Mantan Wakil Kepala Badan Intelijen Negara (BIN), KH. As’ad Said Ali, mengingatkan pada peristiwa serupa di era Orde Baru, ketika Menteri Pendidikan Nasional, Dr. Daud Yusuf, melarang murid sekolah negeri memakai jilbab. Kebijakan itu memicu protes besar di masyarakat hingga akhirnya dibatalkan setelah masukan dari tokoh intelektual muslim, Dr. Amien Rais, yang menyatakan bahwa penggunaan jilbab bagi wanita yang sudah baligh adalah wajib, namun tidak seharusnya dipaksakan oleh orang tua atau negara.

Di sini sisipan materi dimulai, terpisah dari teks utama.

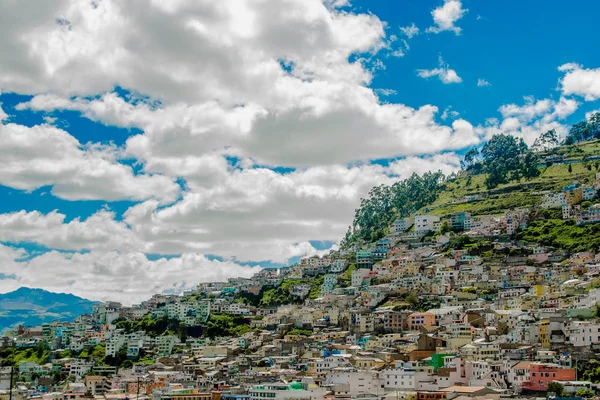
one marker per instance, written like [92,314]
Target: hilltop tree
[470,159]
[546,141]
[505,159]
[385,203]
[585,130]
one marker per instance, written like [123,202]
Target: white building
[352,382]
[425,223]
[582,333]
[358,275]
[402,225]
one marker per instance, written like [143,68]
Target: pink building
[417,320]
[541,375]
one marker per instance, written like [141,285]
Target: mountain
[30,307]
[471,190]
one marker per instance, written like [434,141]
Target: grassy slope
[511,195]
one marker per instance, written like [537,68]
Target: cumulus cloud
[44,155]
[237,78]
[126,277]
[580,81]
[244,213]
[446,15]
[223,93]
[410,30]
[98,232]
[3,115]
[531,119]
[449,113]
[443,72]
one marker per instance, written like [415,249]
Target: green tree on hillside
[385,203]
[470,159]
[506,159]
[546,141]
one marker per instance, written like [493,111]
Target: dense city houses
[439,308]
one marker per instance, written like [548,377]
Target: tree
[546,141]
[445,228]
[505,159]
[470,159]
[579,132]
[594,125]
[585,393]
[182,331]
[556,388]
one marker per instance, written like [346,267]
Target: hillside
[523,193]
[505,174]
[30,307]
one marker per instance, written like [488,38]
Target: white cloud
[247,213]
[271,83]
[443,72]
[3,115]
[445,17]
[589,114]
[410,31]
[449,113]
[270,137]
[223,85]
[98,232]
[126,277]
[531,119]
[580,81]
[44,155]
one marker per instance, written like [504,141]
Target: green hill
[505,175]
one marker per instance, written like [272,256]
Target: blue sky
[153,156]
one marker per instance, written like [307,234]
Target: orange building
[418,320]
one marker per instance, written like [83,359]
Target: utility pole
[12,371]
[137,395]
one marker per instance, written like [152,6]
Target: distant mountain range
[32,307]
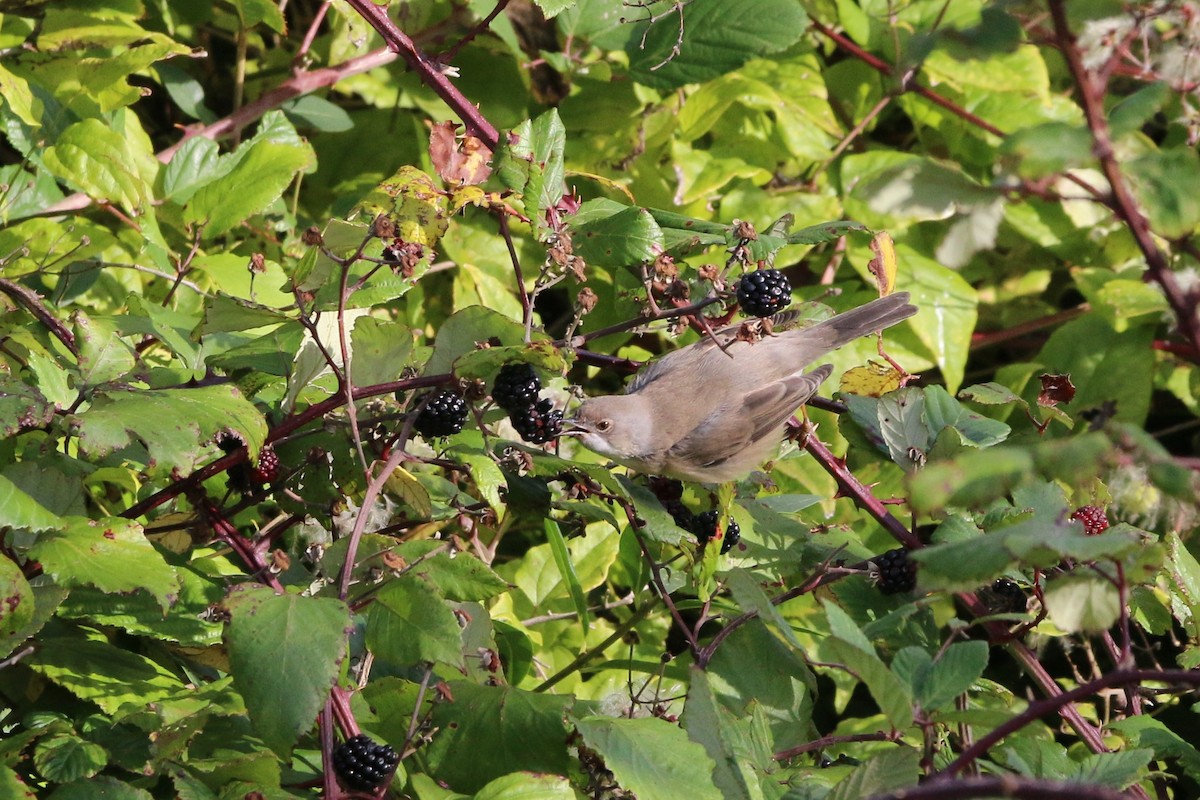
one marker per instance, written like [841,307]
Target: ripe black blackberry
[516,388]
[1095,519]
[894,572]
[442,416]
[1005,597]
[268,467]
[763,293]
[538,423]
[705,528]
[364,765]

“Dari dua kasus ini, tampak adanya perbedaan pandangan mengenai hubungan agama dan Pancasila, terutama ketika dihadapkan dengan kebebasan individu dan simbol-simbol keagamaan. As’ad Said Ali menyebutkan bahwa pandangan pejabat yang melarang jilbab ini cenderung mengacu pada liberalisme Barat, yang memisahkan agama dari negara, berbeda dengan ideologi Pancasila yang justru menjunjung tinggi nilai-nilai keagamaan,” katanya kepada awak media. 5/9/24.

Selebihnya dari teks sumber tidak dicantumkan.